– А чего это ты так занервничал? – Макс, прищурившись, пристально вгляделся в глаза Павла. – Папу жалко стало?
– Да пошел ты! – ничего, ярость – вполне объяснимая эмоция. – Я что, радоваться должен?
– Ну, радоваться не радоваться, но и огорчаться особого повода нет. Наши доблестные ученые, очухавшись, сказали, что так, может быть, и лучше – овоща можно не опасаться, с ним не надо церемониться – делай с ним, что хочешь, любые эксперименты, любой биоматериал – без проблем. В таком состоянии Венцеслав точно скальпелем размахивать не станет. Он теперь безвольная кукла – таращится пустыми глазами и молчит. Правда, тут новая проблема вырисовывается – с овощем перестараться можно, увлекшись.
– Вот это и плохо!
– Плохо, конечно, но нашим яйцеголовым велено тщательно следить за сердцебиением и давлением нашего кабачка. Так что раньше, чем перестанет быть полезным, не сдохнет.
– Да плевать мне на ваши опыты! Я на операцию по захвату этот типа пошел только ради того, чтобы в глаза ему посмотреть, спросить – за что он так со мной?! С матерью! С братом! А теперь что? Что?!! С овоща спрашивать? С тыквы?! Или, как ты говоришь, кабачка?!
– Это да, это я не подумал, – видно было, как напряжение ушло из глаз Шипунова, сменившись сочувствием. Внешним сочувствием, скрывающим внутреннее злорадство. – Извини.
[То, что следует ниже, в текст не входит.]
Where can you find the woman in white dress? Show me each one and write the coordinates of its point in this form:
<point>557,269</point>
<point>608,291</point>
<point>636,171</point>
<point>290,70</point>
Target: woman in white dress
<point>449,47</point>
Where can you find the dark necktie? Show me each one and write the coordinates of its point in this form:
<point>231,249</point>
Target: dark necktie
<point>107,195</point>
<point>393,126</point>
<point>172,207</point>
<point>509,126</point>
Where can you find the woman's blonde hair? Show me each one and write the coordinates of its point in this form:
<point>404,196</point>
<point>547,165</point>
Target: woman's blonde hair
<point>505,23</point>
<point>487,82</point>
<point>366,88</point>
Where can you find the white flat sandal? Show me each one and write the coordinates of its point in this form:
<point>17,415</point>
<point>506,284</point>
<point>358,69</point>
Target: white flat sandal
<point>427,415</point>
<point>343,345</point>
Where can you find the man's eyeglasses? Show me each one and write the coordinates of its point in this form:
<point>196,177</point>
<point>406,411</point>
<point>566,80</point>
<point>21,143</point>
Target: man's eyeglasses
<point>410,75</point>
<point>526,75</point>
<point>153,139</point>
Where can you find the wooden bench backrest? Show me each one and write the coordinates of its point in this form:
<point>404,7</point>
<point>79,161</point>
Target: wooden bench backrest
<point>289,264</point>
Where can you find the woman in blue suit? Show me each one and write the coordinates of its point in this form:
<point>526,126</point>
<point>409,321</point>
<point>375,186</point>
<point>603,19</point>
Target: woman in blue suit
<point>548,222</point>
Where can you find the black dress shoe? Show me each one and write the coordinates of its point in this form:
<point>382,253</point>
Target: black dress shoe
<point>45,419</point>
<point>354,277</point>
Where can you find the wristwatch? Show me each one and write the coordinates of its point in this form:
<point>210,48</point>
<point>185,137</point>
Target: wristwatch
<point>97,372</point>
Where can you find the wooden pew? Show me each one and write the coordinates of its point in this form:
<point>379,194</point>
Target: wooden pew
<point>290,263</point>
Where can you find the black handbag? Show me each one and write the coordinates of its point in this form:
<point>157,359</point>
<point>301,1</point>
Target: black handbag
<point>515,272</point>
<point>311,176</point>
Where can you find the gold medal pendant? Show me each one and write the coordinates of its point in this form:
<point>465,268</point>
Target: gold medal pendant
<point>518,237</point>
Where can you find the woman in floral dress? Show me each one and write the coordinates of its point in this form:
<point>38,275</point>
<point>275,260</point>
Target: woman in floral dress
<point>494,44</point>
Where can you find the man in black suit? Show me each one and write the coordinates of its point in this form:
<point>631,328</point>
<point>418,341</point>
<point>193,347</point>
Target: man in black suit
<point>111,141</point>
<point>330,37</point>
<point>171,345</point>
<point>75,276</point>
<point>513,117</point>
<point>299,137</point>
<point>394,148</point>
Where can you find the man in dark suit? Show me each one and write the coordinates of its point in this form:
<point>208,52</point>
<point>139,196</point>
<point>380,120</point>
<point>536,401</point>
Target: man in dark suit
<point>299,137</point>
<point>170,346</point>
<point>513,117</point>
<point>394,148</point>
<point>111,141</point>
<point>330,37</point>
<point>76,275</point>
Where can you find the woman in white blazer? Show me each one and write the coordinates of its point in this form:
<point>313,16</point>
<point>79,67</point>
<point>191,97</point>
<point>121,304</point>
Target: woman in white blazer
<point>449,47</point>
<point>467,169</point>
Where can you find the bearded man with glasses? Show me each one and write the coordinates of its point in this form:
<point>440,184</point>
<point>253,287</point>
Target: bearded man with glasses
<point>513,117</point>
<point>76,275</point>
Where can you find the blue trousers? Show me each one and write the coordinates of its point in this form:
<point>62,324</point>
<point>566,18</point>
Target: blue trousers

– Ладно, проехали. Пойду я.
– Но зато с матерью сможешь скоро увидеться! – крикнул Павлу в спину Шипунов.
– Это радует, – буркнул Павел, закрывая за собой дверь.
Как они все ему надоели, твари проклятые! Как он устал притворяться, сдерживаться, постоянно держать мысли и эмоции под контролем!
А ведь совсем мало времени прошло с того момента, как он обрел себя, став прежним. Раньше было проще – автоматический мысленный блок держать, и все. Никакого притворства, никакого напряжения – он искренне считал рептилий своим народом, а людей – погаными злобными обезьянами.
И питал нежные чувства к Магде и моральному уроду Гизмо…
Ладно, хватит себя жалеть, рохля! Надо отыскать отца и попытаться помочь ему. Надо заглянуть в его разум, чтобы оценить масштаб разрушений, нанесенных чересчур усердным змеем-менталистом.
В спортивный зал Павел не пошел, не хотелось ни с кем общаться. Он сразу направился в свою каморку, принял душ и лег спать.
И сразу отключился. И включился только от стука в дверь и голоса Ламина:
– Павел! Хватит спать! Ты опять проспал завтрак!
– Иду! – сипло проклекотал Павел, присматриваясь к циферблату настенных часов.
Ого, уже десять утра! Неслабо он подремал! Но зато восстановился полностью, внутренняя сила бурлила и пузырилась, требуя действий. Ну что же, значит, будем действовать!
Павел упруго поднялся, подошел к двери и отпер ее.
– Доброе утро, Аскольд Викторович! Что-то вы зачастили ко мне. Разве сегодня нет заседания Думы?